Study Guide: Unicode And UTF-8
Learning Goals
- Explain the relationship between ASCII, Unicode, and UTF-8.
- Distinguish characters, code points, code units, and bytes.
- Explain why UTF-8 is ASCII-compatible but not limited to ASCII.
- Inspect UTF-8 bytes locally.
- Name what this topic does not yet cover.
Key Terms
- ASCII: an older coded character set that maps a limited set of characters and control codes to numeric codes.
- Unicode: a universal character encoding standard for text interchange, processing, and display across languages and disciplines.
- Character: an abstract text element encoded by a character standard.
- Code point: a Unicode value such as
U+0041orU+00E9. - UTF: Unicode Transformation Format; an algorithmic mapping from Unicode code points to byte sequences and back.
- UTF-8: the byte-oriented Unicode encoding form using 8-bit code units.
- Code unit: the unit used by an encoding form; UTF-8 uses 8-bit code units.
- Font: software/data that knows how to draw glyphs for characters; Unicode is not itself a font.

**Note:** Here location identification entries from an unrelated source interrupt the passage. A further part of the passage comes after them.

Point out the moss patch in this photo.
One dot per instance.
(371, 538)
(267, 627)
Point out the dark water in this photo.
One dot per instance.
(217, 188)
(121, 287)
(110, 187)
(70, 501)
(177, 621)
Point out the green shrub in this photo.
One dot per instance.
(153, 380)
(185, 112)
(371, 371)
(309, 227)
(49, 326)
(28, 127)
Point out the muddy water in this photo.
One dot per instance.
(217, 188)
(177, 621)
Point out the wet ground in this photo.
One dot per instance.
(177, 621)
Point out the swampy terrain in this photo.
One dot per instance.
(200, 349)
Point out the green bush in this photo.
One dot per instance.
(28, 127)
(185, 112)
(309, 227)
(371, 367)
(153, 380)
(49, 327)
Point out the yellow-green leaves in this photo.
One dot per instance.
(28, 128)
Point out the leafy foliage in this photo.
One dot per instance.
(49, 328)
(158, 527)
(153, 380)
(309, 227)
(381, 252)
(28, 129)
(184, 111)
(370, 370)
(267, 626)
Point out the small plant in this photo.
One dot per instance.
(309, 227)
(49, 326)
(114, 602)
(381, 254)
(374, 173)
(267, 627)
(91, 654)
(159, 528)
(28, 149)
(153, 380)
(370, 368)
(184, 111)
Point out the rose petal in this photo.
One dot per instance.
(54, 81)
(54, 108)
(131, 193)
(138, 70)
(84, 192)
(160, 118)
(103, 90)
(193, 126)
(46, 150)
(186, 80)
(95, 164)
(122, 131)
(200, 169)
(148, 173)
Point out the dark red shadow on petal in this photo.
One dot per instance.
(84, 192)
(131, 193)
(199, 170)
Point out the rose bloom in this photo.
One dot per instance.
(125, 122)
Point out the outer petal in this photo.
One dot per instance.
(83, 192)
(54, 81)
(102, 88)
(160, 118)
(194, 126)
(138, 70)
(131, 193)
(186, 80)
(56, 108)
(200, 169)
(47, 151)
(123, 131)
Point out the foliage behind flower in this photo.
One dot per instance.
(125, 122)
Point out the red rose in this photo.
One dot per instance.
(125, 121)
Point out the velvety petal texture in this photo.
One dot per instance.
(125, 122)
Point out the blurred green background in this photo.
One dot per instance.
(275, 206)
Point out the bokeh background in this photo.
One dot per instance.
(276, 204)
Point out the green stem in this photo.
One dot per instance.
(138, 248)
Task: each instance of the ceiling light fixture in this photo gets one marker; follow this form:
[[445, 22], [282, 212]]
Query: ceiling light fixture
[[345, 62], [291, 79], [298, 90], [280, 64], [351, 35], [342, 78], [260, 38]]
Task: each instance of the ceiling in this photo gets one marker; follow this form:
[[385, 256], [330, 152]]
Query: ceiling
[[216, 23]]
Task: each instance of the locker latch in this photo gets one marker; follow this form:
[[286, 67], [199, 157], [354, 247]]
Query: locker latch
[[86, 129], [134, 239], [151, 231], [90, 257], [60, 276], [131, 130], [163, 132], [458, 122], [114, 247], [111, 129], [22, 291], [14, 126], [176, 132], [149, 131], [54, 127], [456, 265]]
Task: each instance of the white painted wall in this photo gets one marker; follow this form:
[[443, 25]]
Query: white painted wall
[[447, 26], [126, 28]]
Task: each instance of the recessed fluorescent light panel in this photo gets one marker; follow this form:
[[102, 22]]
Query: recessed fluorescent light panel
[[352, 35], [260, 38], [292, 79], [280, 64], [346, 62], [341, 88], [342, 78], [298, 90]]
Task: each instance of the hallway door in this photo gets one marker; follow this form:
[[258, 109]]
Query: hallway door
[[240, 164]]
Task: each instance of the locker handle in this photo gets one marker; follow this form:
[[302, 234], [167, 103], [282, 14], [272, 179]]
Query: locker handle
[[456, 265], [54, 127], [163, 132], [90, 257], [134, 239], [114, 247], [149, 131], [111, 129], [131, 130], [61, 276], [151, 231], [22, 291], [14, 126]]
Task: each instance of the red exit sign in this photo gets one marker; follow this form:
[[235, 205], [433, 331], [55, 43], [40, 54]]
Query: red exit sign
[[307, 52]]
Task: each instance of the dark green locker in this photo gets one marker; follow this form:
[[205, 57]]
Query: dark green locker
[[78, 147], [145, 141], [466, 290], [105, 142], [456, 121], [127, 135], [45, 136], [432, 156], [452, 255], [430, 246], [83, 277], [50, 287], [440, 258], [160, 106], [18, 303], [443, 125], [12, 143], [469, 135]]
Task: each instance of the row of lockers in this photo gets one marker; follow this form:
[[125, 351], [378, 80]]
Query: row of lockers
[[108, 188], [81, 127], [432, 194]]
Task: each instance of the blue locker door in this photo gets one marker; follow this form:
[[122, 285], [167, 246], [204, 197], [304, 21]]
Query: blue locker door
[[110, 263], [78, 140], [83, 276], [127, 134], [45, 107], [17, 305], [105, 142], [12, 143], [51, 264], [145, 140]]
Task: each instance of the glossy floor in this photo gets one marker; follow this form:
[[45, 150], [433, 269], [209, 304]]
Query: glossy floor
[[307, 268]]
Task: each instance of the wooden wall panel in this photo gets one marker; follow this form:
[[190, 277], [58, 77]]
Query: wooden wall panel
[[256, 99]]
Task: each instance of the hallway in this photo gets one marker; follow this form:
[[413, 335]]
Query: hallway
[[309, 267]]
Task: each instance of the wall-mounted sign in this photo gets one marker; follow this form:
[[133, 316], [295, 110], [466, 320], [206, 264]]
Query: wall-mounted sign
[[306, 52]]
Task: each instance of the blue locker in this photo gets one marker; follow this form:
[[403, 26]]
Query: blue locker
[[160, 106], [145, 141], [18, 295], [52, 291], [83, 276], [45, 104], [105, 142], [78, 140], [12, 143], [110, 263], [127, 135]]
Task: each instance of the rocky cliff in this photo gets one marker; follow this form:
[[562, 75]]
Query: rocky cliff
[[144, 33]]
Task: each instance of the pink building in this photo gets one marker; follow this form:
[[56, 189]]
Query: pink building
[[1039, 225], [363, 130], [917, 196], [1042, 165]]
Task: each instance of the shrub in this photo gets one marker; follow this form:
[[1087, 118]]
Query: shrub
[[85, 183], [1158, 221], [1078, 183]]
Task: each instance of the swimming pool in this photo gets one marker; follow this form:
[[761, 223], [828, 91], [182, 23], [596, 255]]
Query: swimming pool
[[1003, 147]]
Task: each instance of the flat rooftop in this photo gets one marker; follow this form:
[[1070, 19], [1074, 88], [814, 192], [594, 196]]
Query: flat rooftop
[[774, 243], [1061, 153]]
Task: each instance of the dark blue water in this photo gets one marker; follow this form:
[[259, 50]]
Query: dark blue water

1. ASCII Is A Small Earlier Code
Petzold’s ASCII chapter is still valuable because it shows the basic move: assign numeric codes to characters so text can be stored and transmitted as bytes.
ASCII works well for a limited English-centered character set. But Petzold also shows the pressure that appears immediately: other symbols, accented letters, non-Latin scripts, and ideographs do not fit comfortably in plain ASCII.
Source-grounded claim: Petzold’s Chapter 20 supports ASCII as a coded character set and shows why extensions and alternatives appeared.
2. Unicode Is The Character Standard
Unicode is not “a font” and not “a software program.” It is a character encoding standard. The official Unicode FAQ describes it as the basis for processing, storage, and interchange of text data in modern software and protocols.
Unicode assigns characters to code points. A code point is usually written like this:
U+0041
U+00E9
U+1F600
These are not yet file bytes. They are values in the Unicode code space.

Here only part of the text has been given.